No not mine unfortunately....Oh and not at Salt Fork....


http://www.muskyhunter.com/general/bass-anglers-first-musky-inch-giant-2/


----------



## promag (Aug 21, 2011)

That's incredible. 

promag


----------



## griffith330 (Apr 3, 2006)

That was a great save him diving down to get it after releasing it!!


----------



## Snakecharmer (Apr 9, 2008)

griffith330 said:


> That was a great save him diving down to get it after releasing it!!


That part of the story is a little hard for me to believe. 17 feet is pretty deep to dive and also to see a fish on the bottom. I could believe 10-12 feet but who knows. I'd like to see the video. Youtube maybe?


----------



## KaGee (Sep 8, 2006)

Not trying to stir the pot are ya??


----------



## backlashed (Mar 19, 2011)

Diving 17' is a prescription for ruptured ear drums.

Pretty dang hard to do with clothes on too.

However, great story and one heck of a fish! On 8# line and I'm sure no leader.


----------



## crittergitter (Jun 9, 2005)

That is an amazing fish.

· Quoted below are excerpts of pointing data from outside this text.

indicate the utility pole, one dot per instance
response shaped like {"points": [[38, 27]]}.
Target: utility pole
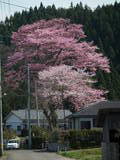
{"points": [[1, 122], [36, 100], [63, 109], [29, 118]]}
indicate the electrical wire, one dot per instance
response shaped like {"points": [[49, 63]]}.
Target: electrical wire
{"points": [[15, 5]]}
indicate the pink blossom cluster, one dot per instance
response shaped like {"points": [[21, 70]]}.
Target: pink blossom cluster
{"points": [[63, 80], [56, 42]]}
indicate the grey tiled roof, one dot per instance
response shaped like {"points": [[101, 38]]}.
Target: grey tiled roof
{"points": [[92, 110], [22, 114]]}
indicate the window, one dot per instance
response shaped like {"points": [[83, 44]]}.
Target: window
{"points": [[18, 128], [8, 126], [85, 124]]}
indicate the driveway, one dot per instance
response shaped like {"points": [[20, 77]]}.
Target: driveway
{"points": [[33, 155]]}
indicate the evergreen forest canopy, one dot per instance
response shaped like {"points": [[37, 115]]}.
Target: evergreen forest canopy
{"points": [[101, 26]]}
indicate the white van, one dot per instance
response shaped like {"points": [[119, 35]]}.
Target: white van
{"points": [[13, 144]]}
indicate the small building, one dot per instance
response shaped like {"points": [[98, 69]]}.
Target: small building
{"points": [[18, 119], [109, 119], [86, 118]]}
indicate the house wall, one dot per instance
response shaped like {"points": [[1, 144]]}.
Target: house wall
{"points": [[13, 122], [76, 123]]}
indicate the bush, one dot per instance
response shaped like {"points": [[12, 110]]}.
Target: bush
{"points": [[9, 134], [40, 132], [54, 136], [39, 137], [85, 138]]}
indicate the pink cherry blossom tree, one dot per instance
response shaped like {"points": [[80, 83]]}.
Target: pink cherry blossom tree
{"points": [[63, 82], [51, 43], [55, 45]]}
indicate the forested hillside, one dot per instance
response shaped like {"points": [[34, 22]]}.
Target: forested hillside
{"points": [[101, 26]]}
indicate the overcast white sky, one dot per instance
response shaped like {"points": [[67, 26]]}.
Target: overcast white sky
{"points": [[6, 10]]}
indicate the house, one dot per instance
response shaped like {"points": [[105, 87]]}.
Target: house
{"points": [[86, 118], [18, 119]]}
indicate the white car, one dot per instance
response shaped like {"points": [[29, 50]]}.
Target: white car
{"points": [[13, 144]]}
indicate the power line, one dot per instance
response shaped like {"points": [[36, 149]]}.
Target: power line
{"points": [[15, 5]]}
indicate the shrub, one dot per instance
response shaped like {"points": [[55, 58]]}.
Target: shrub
{"points": [[40, 132], [9, 134], [85, 138], [54, 136]]}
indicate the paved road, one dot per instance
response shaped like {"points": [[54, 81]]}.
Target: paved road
{"points": [[33, 155]]}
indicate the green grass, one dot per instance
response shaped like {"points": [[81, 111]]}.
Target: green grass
{"points": [[84, 154]]}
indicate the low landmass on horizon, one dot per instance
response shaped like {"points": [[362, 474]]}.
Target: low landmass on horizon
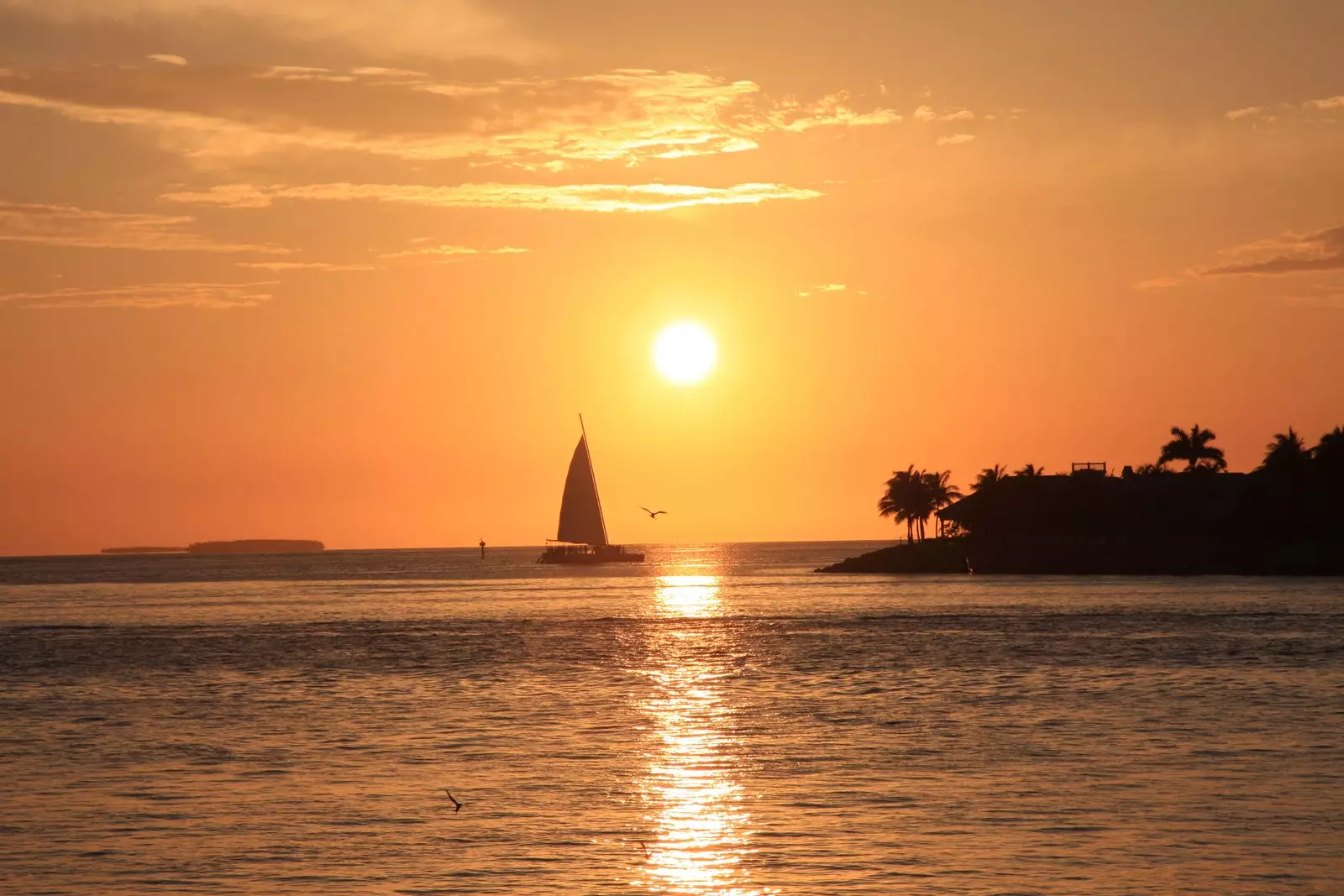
{"points": [[245, 546]]}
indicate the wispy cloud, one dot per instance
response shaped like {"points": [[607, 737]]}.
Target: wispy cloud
{"points": [[438, 29], [71, 226], [1317, 112], [830, 288], [629, 116], [293, 266], [147, 296], [1310, 253], [593, 197], [1317, 251], [454, 251]]}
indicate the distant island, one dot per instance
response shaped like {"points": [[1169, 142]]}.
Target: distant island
{"points": [[1281, 519], [246, 546]]}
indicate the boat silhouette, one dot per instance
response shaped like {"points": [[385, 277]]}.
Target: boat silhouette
{"points": [[581, 537]]}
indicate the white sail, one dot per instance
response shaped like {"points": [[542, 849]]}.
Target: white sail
{"points": [[581, 513]]}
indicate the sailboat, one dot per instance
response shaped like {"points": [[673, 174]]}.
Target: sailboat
{"points": [[581, 537]]}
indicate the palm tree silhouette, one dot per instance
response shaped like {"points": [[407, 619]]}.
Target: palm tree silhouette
{"points": [[1288, 454], [913, 496], [936, 493], [990, 477], [1330, 452], [898, 500], [1194, 448]]}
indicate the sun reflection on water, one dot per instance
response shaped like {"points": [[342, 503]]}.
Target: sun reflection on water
{"points": [[699, 826]]}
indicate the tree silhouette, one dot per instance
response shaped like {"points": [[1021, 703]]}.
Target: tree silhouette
{"points": [[990, 477], [900, 499], [1330, 452], [937, 493], [1194, 448], [913, 496], [1288, 454]]}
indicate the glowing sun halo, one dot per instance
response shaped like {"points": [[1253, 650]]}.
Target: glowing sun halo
{"points": [[685, 352]]}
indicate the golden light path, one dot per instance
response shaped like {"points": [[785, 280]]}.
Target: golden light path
{"points": [[698, 822]]}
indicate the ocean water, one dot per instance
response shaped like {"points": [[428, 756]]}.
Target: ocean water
{"points": [[719, 720]]}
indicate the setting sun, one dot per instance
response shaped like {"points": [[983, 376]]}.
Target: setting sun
{"points": [[685, 352]]}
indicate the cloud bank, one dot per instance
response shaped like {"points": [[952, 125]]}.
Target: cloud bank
{"points": [[80, 228], [530, 123], [591, 197]]}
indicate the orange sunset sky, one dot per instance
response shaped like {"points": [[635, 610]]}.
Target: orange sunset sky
{"points": [[351, 270]]}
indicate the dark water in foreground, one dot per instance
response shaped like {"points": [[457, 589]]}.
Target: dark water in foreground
{"points": [[212, 726]]}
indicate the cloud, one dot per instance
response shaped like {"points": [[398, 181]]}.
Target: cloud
{"points": [[1310, 253], [1290, 253], [830, 288], [1159, 282], [534, 123], [284, 266], [454, 250], [1330, 102], [215, 296], [1323, 296], [437, 29], [1289, 113], [71, 226], [595, 197]]}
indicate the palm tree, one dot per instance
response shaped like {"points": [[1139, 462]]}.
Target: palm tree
{"points": [[1194, 448], [936, 493], [900, 499], [1330, 450], [990, 477], [1287, 454]]}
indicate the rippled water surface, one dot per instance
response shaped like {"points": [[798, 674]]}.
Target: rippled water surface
{"points": [[721, 720]]}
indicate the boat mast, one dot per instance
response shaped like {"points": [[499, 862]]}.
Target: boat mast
{"points": [[593, 476]]}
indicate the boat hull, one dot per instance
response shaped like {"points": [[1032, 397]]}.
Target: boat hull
{"points": [[584, 555]]}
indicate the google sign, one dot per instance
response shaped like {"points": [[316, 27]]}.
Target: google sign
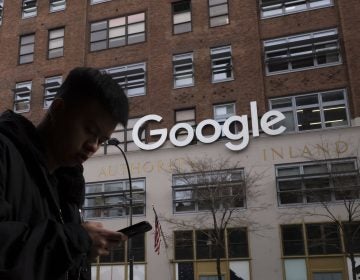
{"points": [[269, 119]]}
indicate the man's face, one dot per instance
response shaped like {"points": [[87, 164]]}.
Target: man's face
{"points": [[79, 131]]}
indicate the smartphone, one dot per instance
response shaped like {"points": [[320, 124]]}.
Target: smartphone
{"points": [[136, 229]]}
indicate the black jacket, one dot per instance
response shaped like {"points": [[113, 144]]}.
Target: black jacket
{"points": [[40, 233]]}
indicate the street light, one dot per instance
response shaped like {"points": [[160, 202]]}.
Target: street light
{"points": [[115, 142]]}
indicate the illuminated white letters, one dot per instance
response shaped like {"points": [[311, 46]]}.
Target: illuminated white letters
{"points": [[266, 122]]}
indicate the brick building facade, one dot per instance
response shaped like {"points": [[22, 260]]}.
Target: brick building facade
{"points": [[188, 61]]}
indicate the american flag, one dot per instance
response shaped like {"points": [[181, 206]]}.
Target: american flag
{"points": [[157, 238]]}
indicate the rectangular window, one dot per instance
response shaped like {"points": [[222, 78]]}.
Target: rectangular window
{"points": [[185, 116], [221, 64], [193, 192], [51, 87], [124, 135], [57, 5], [323, 239], [317, 181], [218, 12], [184, 245], [118, 254], [319, 110], [292, 240], [181, 16], [112, 199], [22, 97], [27, 47], [204, 244], [132, 78], [302, 51], [117, 32], [1, 10], [29, 8], [183, 70], [274, 8], [92, 2], [222, 112], [56, 43]]}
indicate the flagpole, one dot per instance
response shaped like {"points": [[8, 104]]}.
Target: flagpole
{"points": [[161, 232]]}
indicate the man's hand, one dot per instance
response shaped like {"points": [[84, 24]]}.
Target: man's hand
{"points": [[102, 239]]}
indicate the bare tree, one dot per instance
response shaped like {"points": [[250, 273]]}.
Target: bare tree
{"points": [[335, 190], [220, 191]]}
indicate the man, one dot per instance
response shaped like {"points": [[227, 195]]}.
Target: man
{"points": [[41, 182]]}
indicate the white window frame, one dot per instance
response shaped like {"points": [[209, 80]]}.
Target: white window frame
{"points": [[27, 41], [183, 69], [293, 110], [221, 54], [306, 47], [120, 195], [94, 2], [131, 78], [217, 18], [186, 186], [230, 110], [182, 18], [321, 169], [277, 8], [31, 11], [118, 32], [57, 5], [56, 43], [22, 96], [51, 86]]}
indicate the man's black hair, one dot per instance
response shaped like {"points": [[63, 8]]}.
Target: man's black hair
{"points": [[83, 83]]}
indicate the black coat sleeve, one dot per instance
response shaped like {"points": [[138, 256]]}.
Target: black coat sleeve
{"points": [[34, 246]]}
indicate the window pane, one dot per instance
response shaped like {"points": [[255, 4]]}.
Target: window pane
{"points": [[221, 20], [136, 18], [293, 240], [218, 10], [116, 22], [295, 269]]}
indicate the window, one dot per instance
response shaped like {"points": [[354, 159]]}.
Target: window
{"points": [[327, 276], [184, 245], [313, 111], [218, 12], [56, 43], [222, 112], [323, 239], [185, 116], [92, 2], [204, 242], [117, 32], [29, 8], [1, 10], [118, 254], [273, 8], [211, 190], [317, 181], [124, 135], [27, 46], [51, 86], [112, 199], [22, 97], [303, 51], [221, 64], [183, 70], [181, 17], [132, 78], [57, 5], [292, 240]]}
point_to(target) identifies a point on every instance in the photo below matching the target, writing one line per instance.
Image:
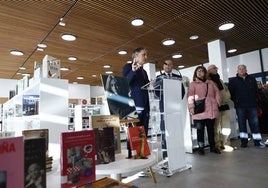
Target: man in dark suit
(167, 74)
(137, 77)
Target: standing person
(137, 77)
(198, 89)
(222, 123)
(262, 108)
(167, 74)
(243, 89)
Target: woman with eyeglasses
(202, 88)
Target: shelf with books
(51, 110)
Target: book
(30, 105)
(104, 143)
(37, 133)
(35, 162)
(51, 67)
(107, 183)
(109, 121)
(77, 158)
(12, 162)
(138, 142)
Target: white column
(217, 56)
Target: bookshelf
(52, 109)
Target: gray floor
(244, 167)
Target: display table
(122, 165)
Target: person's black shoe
(244, 145)
(201, 151)
(215, 150)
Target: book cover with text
(77, 158)
(35, 162)
(138, 142)
(11, 162)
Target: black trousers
(200, 126)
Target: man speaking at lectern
(167, 74)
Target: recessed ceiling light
(72, 58)
(106, 66)
(64, 69)
(40, 49)
(122, 52)
(194, 37)
(68, 37)
(176, 56)
(41, 45)
(16, 52)
(232, 50)
(168, 42)
(226, 26)
(137, 22)
(25, 74)
(109, 72)
(80, 78)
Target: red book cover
(138, 142)
(12, 162)
(77, 158)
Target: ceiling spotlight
(232, 50)
(106, 66)
(137, 22)
(80, 78)
(226, 26)
(41, 45)
(40, 49)
(26, 74)
(194, 37)
(168, 42)
(62, 23)
(64, 69)
(68, 37)
(16, 52)
(176, 56)
(22, 68)
(122, 52)
(109, 72)
(72, 58)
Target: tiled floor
(244, 168)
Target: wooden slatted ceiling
(103, 28)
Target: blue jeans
(252, 115)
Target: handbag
(199, 105)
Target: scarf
(216, 78)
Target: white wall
(251, 60)
(6, 86)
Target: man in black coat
(243, 89)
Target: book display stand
(172, 137)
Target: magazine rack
(173, 128)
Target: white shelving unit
(52, 109)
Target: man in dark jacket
(243, 89)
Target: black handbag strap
(206, 92)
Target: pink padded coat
(197, 90)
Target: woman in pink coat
(197, 90)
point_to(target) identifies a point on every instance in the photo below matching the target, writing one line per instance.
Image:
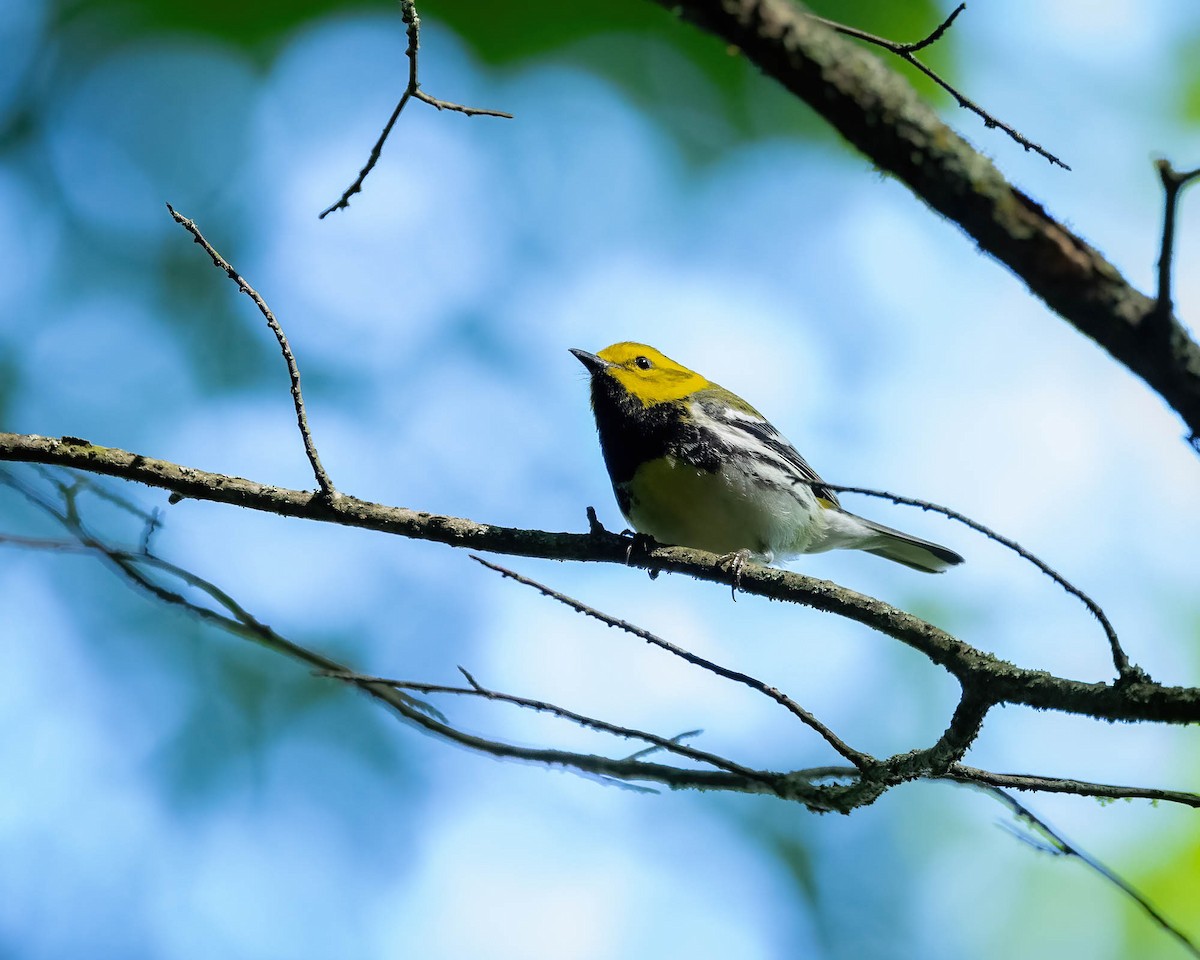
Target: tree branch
(1126, 671)
(1002, 681)
(857, 757)
(310, 448)
(906, 52)
(1051, 841)
(1173, 185)
(412, 91)
(1060, 785)
(880, 114)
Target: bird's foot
(736, 563)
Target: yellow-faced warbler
(696, 466)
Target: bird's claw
(736, 562)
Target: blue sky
(432, 322)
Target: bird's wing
(751, 432)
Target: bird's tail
(911, 551)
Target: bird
(693, 465)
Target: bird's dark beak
(594, 364)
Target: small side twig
(1173, 185)
(1128, 672)
(671, 744)
(412, 91)
(861, 760)
(965, 774)
(1047, 838)
(906, 52)
(221, 263)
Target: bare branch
(880, 114)
(1060, 785)
(670, 744)
(857, 757)
(310, 448)
(1127, 671)
(1003, 682)
(1173, 185)
(1059, 844)
(906, 51)
(412, 91)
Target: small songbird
(696, 466)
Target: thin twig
(857, 757)
(1061, 785)
(540, 706)
(310, 448)
(240, 623)
(1007, 683)
(1060, 845)
(906, 51)
(1127, 671)
(412, 91)
(1173, 185)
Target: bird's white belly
(723, 511)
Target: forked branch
(412, 91)
(221, 263)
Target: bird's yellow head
(643, 373)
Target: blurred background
(174, 792)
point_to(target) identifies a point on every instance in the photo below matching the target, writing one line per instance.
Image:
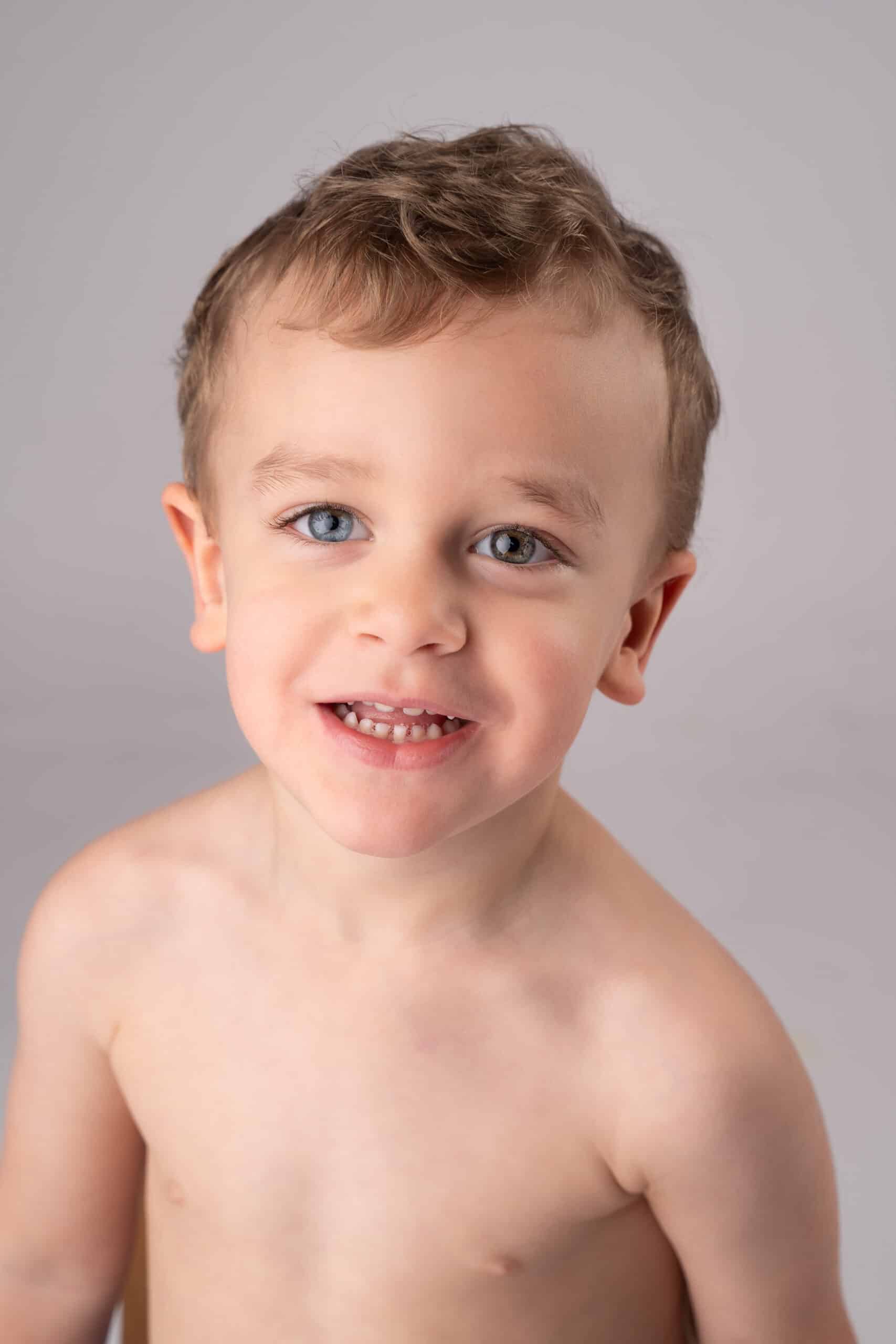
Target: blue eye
(325, 527)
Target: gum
(399, 756)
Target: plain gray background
(757, 777)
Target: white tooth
(398, 731)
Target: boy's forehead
(515, 390)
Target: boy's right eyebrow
(570, 494)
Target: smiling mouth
(394, 725)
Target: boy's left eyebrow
(568, 495)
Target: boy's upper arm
(73, 1158)
(741, 1178)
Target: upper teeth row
(390, 707)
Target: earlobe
(623, 678)
(206, 569)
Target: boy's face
(416, 593)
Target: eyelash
(280, 524)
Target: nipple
(501, 1265)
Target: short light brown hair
(388, 245)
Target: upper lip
(413, 699)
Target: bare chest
(421, 1152)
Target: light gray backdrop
(757, 777)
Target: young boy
(406, 1046)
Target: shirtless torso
(345, 1150)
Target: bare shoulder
(119, 897)
(679, 1012)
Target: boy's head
(450, 315)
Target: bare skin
(397, 1150)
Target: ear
(623, 678)
(206, 568)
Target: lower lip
(395, 756)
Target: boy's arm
(739, 1175)
(73, 1158)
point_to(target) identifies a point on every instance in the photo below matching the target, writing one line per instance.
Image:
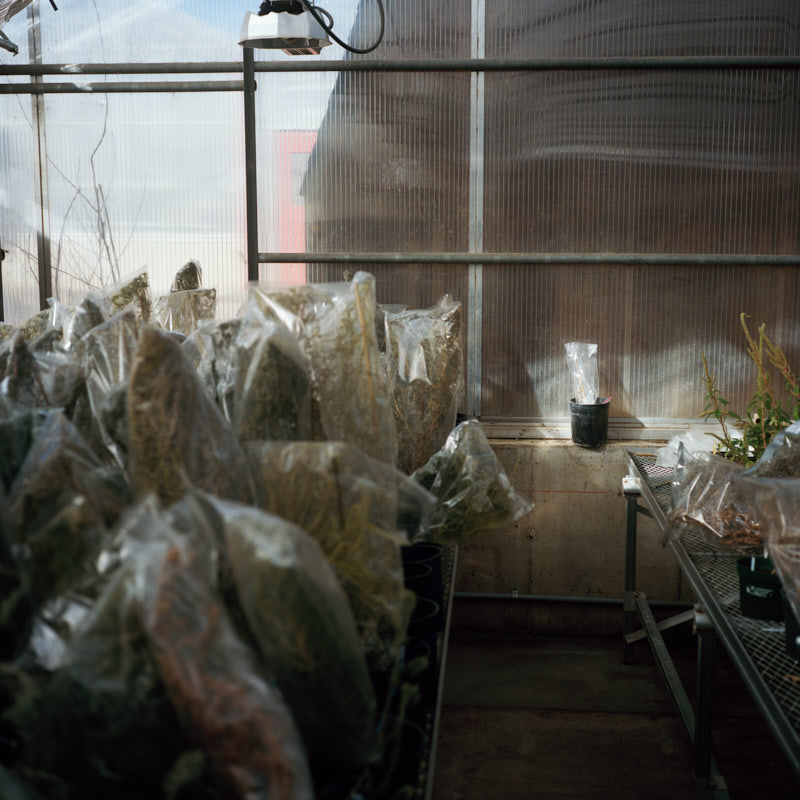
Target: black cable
(329, 29)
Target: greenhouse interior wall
(691, 175)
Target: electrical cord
(314, 9)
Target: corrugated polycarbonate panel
(598, 28)
(388, 169)
(651, 325)
(146, 182)
(638, 161)
(681, 162)
(19, 221)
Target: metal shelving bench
(756, 647)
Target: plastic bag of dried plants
(781, 459)
(40, 373)
(178, 438)
(106, 356)
(272, 394)
(335, 327)
(356, 516)
(424, 365)
(709, 491)
(100, 724)
(303, 629)
(189, 276)
(472, 491)
(184, 311)
(212, 350)
(61, 502)
(224, 704)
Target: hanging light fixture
(298, 27)
(294, 30)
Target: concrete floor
(544, 716)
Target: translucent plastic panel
(651, 326)
(543, 28)
(389, 168)
(19, 213)
(677, 162)
(146, 182)
(412, 285)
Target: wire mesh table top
(715, 566)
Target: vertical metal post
(629, 597)
(701, 758)
(251, 174)
(2, 256)
(476, 178)
(42, 191)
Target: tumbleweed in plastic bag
(424, 368)
(354, 507)
(335, 327)
(473, 493)
(178, 438)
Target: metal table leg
(629, 597)
(701, 763)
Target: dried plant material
(709, 491)
(16, 436)
(777, 504)
(133, 295)
(22, 382)
(61, 501)
(212, 348)
(354, 516)
(472, 491)
(177, 437)
(781, 459)
(224, 705)
(189, 276)
(88, 315)
(184, 311)
(106, 355)
(103, 725)
(272, 394)
(304, 631)
(424, 365)
(335, 327)
(35, 324)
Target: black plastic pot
(589, 422)
(759, 589)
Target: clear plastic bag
(131, 294)
(106, 354)
(424, 365)
(178, 438)
(709, 491)
(472, 491)
(62, 501)
(693, 442)
(304, 631)
(189, 276)
(213, 682)
(89, 314)
(781, 459)
(212, 349)
(46, 377)
(777, 501)
(272, 395)
(354, 507)
(184, 311)
(335, 327)
(582, 363)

Just amazing! Now, I have to buy some 4" senkos for my musky box.


----------



## Scum_Frog (Apr 3, 2009)

One time I caught a 15" crappie....let it go and it went straight to the bottom and layed there....I jumped in and swap down 480' to bring it back to the top to revive it....did mouth to mouth for 10 minutes and fish finally swam away.....i felt good....lol

all jokin aside....GREAT fish and pretty good story! Those unexpected catches are great!


----------



## MuskieJim (Apr 11, 2007)

This fish is basically the same strain that muskie hunters target on the St Lawrence river in the fall. It's massive and I love the story. They said 17' because that is what the depth finder said. I snorkel and dive, 17' is down there but for the cause I think I could do it. Either way I applaud the guys enthusiasm


----------



## firstflight111 (May 22, 2008)

thats a whole lot of good eating right there


----------



## MuskieJim (Apr 11, 2007)

firstflight111 said:


> thats a whole lot of good eating right there


Haha we're all glad YOU didn't catch it


----------



## firstflight111 (May 22, 2008)

oh i eat my fill of them of them every year ..have you ever had them ..it's better then eyes ..there best out of the cold water ..


----------



## radar3321 (Feb 27, 2012)

Amazing

Outdoor Hub mobile, the outdoor information engine


----------



## Tatonka (Aug 23, 2007)

Damn that thing is huge


----------